Analysis of the UTP-induced ATP release pathway. ATP release induced by 10 μM UTP (100 μl/s) was challenged by pharmacological inhibitors. a 10–35 μM CBX had no effect on ATP release, whereas 75 μM CBX resulted in a dramatic increase in ATP release of >5-fold. b The addition of vehicle instead of UTP induced the release of a small amount of ATP from the cells corresponding to approximately 15 % of the UTP-induced ATP release. When 75 μM CBX was added to this setup, ATP release was reduced by approximately 50 %. c Gap26-mediated inhibition of Cx43 hemichannels did not affect ATP release. d 10panx1-mediated inhibition of Panx1 channels was associated with significantly increased ATP release, when the treated group was compared to the vehicle group. e Probenecid (Prob)-mediated inhibition of Panx1 channels did not affect ATP release. f Bafilomycin A1 (Baf) treatment resulted in up to 49 % reduction of UTP induced ATP release. Diamond represents ATP release in ratios of the control group (UTP + vehicle of the inhibitor), broken line represents mean ATP release in ratio of vehicle and asterisk represents p ≤ 0.05

To further study the involvement of Panx1 channels, cells were treated with 10panx-1 (10–200 μM), which resulted in an average increase in ATP release of 49 %, when comparing the treated group with the vehicle group (n = 3, p = 0.042, Fig. 5d). Treatment with 10–1,000 μM probenecid (n = 3), a proposed Panx1 inhibitor [45], had no effect on ATP release (Fig. 5e).

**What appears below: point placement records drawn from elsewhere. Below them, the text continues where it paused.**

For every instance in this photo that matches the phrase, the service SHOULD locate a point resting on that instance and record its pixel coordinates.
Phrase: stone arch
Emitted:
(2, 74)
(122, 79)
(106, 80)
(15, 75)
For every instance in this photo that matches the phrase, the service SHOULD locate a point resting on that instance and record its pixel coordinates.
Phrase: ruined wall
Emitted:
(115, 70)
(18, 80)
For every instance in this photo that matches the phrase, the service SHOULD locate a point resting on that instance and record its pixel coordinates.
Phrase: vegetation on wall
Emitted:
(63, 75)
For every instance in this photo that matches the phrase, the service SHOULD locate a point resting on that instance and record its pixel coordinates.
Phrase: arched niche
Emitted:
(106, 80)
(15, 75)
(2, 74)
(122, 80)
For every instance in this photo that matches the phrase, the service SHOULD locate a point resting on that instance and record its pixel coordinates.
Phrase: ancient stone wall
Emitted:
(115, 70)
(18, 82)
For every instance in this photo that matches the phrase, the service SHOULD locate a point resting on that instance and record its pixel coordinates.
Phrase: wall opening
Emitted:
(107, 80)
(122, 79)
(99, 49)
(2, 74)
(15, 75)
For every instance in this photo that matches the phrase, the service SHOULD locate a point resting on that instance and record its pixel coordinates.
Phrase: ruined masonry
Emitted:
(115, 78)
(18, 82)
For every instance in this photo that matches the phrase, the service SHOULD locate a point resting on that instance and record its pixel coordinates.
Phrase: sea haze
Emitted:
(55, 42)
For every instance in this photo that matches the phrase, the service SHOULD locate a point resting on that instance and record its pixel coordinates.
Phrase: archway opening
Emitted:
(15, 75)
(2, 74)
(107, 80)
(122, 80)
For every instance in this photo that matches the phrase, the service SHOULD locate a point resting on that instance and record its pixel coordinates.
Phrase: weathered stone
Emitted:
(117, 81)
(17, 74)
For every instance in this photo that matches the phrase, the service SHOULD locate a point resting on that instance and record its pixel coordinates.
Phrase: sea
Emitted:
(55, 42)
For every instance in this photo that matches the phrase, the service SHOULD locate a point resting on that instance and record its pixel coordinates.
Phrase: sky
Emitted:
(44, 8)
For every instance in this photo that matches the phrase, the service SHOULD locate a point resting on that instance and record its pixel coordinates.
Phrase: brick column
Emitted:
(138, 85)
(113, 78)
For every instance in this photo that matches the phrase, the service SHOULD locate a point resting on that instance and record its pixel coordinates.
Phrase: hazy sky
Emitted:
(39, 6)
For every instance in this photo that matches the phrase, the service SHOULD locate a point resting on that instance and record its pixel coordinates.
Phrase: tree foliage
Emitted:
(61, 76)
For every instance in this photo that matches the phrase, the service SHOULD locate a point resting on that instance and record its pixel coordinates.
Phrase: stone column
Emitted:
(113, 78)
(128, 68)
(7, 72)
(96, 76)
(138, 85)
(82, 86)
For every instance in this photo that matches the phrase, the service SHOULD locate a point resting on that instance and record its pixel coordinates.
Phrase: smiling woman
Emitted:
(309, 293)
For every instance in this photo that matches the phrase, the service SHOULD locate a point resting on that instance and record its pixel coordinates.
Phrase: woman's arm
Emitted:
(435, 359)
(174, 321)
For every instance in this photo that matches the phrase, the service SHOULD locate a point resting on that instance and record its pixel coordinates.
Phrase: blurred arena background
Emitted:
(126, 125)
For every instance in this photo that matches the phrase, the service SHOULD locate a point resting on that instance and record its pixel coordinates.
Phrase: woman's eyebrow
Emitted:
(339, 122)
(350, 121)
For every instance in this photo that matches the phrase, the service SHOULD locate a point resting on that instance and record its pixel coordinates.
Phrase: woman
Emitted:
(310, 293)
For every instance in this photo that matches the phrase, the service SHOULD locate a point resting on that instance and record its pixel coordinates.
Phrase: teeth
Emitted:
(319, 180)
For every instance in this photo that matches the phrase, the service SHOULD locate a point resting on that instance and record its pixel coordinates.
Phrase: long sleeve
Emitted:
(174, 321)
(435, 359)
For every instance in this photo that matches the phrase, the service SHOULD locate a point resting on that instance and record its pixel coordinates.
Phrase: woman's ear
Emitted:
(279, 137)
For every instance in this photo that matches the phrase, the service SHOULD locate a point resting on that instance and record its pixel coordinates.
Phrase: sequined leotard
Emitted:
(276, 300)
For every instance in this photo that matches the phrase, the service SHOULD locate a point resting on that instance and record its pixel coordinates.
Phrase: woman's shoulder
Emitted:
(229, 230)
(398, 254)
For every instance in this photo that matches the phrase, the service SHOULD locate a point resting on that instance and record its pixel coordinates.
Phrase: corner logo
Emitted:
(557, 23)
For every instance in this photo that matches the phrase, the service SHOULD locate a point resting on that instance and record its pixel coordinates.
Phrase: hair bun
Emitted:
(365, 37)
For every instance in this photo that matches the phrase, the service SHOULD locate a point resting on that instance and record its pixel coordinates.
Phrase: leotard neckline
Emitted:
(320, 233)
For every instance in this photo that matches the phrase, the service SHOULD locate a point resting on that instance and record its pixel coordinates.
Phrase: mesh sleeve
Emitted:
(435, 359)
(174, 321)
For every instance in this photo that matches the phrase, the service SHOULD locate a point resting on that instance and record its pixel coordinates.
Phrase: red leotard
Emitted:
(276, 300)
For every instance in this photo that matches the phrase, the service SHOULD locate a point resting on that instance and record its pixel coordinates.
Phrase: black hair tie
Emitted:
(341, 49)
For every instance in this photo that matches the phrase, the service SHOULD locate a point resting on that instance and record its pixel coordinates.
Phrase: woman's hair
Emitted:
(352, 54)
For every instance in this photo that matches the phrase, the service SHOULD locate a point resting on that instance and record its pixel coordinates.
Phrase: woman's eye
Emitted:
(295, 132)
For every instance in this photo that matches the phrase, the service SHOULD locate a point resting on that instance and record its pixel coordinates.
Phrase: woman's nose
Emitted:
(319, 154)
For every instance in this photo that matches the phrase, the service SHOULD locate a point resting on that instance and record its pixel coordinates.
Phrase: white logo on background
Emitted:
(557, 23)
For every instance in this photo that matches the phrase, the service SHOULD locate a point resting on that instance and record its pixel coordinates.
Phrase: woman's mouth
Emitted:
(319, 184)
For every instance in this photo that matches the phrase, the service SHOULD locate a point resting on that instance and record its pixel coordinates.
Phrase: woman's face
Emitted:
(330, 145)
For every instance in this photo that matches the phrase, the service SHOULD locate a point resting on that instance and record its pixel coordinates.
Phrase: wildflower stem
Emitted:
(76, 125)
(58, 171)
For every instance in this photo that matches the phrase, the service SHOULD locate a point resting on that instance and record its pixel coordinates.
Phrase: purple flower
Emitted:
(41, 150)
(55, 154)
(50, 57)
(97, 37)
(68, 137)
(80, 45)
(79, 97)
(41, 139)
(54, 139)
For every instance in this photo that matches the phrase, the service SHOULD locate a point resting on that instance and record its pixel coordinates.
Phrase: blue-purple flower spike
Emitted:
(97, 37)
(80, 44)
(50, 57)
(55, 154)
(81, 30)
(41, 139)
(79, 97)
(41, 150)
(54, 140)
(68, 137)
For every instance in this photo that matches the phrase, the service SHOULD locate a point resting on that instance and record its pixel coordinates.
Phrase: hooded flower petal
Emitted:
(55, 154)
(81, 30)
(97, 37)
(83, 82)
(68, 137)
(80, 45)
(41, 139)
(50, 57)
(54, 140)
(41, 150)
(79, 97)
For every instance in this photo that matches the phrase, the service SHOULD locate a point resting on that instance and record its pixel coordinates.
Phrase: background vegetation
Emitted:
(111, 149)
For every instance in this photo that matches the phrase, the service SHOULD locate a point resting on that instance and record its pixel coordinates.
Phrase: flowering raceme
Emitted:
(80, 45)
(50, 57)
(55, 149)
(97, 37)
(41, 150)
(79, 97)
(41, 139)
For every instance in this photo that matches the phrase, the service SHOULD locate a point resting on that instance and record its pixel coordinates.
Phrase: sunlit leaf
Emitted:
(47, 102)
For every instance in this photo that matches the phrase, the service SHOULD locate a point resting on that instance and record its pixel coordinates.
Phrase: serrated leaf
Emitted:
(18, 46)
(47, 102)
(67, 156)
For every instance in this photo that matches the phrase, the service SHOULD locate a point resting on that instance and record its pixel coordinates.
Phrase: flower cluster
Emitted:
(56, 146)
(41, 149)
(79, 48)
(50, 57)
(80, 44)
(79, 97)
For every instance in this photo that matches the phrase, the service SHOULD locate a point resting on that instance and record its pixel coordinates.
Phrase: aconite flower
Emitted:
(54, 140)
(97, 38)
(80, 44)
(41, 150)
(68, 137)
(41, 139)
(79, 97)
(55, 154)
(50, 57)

UTP-induced ATP release was then challenged by bafilomycin A1. This treatment reduced ATP release by 49 % (0.5 μM, p = 0.05) and 44 % (1 μM, p = 0.05) (n = 3, Fig. 5f), which indicates vesicular exocytosis of ATP.

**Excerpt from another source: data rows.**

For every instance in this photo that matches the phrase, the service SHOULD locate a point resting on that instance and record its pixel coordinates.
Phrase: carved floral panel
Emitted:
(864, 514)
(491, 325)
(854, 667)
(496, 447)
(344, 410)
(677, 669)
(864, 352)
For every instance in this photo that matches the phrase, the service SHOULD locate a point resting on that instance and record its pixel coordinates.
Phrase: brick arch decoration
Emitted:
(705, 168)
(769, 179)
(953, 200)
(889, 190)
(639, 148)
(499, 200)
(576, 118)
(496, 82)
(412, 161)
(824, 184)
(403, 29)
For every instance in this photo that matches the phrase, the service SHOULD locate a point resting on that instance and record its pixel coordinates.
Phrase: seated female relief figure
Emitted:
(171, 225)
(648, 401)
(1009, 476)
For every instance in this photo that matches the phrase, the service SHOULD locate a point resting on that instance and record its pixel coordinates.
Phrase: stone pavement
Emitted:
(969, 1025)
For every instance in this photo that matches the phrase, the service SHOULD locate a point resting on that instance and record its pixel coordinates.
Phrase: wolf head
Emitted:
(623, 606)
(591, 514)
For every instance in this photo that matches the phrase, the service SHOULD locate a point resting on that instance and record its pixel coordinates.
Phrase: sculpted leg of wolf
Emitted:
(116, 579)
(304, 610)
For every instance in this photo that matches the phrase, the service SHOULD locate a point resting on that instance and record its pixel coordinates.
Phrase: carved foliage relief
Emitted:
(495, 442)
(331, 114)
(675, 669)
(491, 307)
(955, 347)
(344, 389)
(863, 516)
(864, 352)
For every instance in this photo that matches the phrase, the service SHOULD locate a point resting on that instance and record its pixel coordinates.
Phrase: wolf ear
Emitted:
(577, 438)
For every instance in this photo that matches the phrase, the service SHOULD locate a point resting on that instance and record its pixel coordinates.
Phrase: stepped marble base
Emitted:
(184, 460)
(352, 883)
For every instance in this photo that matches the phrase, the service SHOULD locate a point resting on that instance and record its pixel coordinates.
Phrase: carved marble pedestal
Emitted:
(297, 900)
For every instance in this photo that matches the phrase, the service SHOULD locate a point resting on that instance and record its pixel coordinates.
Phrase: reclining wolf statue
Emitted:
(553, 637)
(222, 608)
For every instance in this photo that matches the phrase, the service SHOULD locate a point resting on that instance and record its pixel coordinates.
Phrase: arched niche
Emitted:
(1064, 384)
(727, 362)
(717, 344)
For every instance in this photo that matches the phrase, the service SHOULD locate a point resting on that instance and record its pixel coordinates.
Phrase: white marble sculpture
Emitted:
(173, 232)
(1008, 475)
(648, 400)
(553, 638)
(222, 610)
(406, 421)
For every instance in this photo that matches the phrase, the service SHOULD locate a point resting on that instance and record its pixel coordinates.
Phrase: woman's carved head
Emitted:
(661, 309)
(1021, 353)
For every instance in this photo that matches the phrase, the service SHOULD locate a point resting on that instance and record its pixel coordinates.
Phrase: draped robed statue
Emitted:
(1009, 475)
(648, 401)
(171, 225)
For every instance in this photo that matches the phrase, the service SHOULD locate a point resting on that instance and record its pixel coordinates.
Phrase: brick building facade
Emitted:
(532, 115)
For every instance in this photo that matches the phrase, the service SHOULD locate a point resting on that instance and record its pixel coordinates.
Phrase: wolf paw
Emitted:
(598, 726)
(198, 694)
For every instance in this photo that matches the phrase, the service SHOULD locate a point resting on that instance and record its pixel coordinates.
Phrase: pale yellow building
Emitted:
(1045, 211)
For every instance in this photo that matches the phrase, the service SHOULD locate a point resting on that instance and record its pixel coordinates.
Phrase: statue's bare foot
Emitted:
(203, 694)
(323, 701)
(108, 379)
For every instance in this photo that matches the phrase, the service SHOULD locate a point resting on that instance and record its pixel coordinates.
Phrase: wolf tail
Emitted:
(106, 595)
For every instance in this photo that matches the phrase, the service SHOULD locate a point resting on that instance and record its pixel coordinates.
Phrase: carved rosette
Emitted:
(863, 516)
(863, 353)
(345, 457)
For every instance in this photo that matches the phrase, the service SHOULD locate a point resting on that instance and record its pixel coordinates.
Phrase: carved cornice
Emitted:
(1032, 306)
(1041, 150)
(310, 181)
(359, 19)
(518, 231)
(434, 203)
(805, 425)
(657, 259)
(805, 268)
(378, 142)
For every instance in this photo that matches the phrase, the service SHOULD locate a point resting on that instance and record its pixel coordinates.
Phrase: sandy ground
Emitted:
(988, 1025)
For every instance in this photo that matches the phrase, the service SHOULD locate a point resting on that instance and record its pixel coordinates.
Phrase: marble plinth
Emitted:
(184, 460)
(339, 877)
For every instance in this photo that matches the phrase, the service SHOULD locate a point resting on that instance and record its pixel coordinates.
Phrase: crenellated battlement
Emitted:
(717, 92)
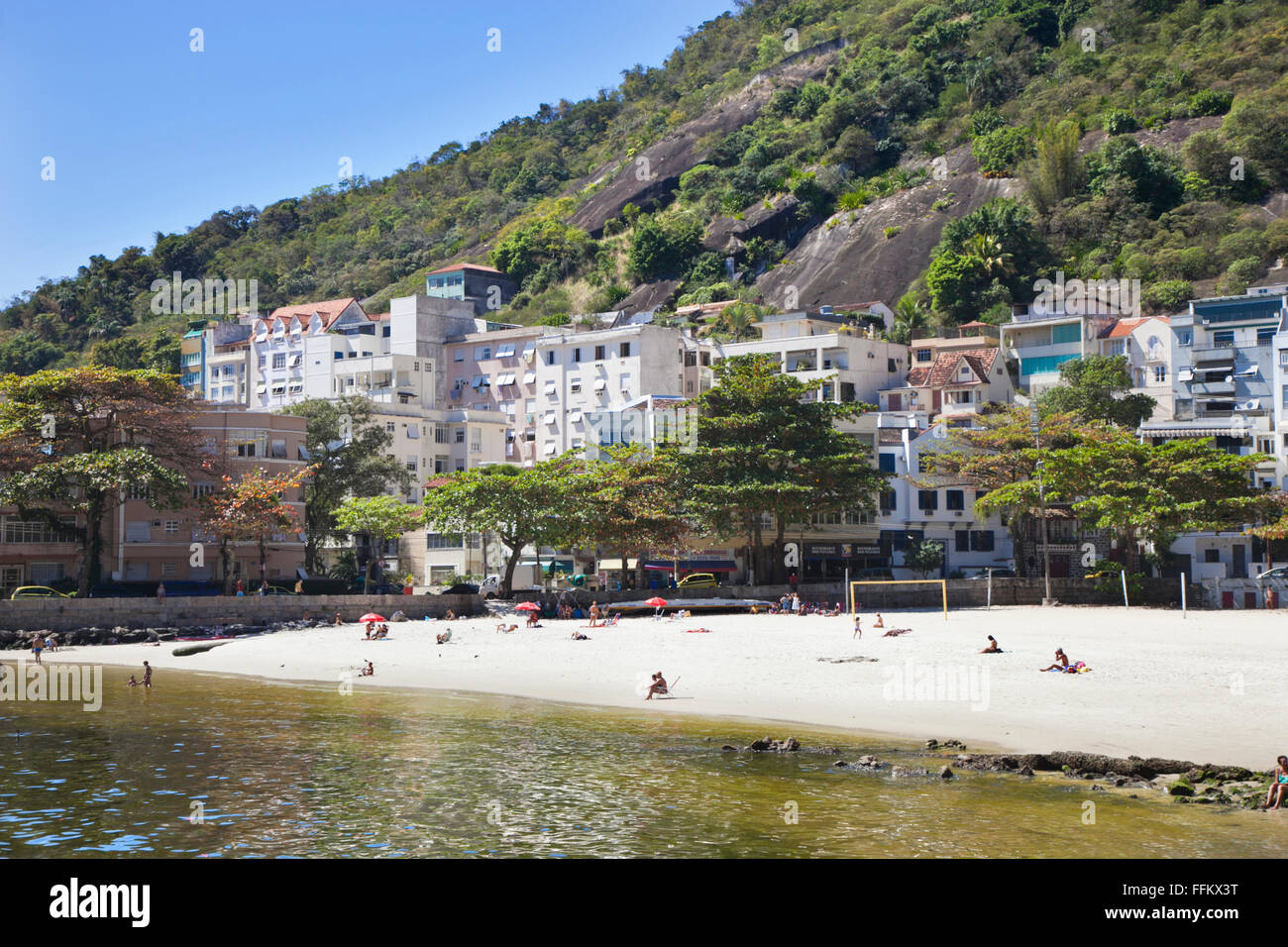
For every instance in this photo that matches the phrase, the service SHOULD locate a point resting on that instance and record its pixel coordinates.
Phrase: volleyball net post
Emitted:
(940, 582)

After each individual experiment, cells were checked for viability by visual inspection. No signs of decreased viability/cell death were detected.

Discussion

We have previously shown that osteocytes release ATP immediately as mechanical stimulation occurs and that they express functional ATP-sensing P2X receptors. This indicates that P2 receptor-mediated ATP release may be an early signal in osteocyte mechanotransduction. In the present study, the aim therefore was to study whether osteocytes are able to respond to nucleotide stimulation by P2 receptor activation and ATP release.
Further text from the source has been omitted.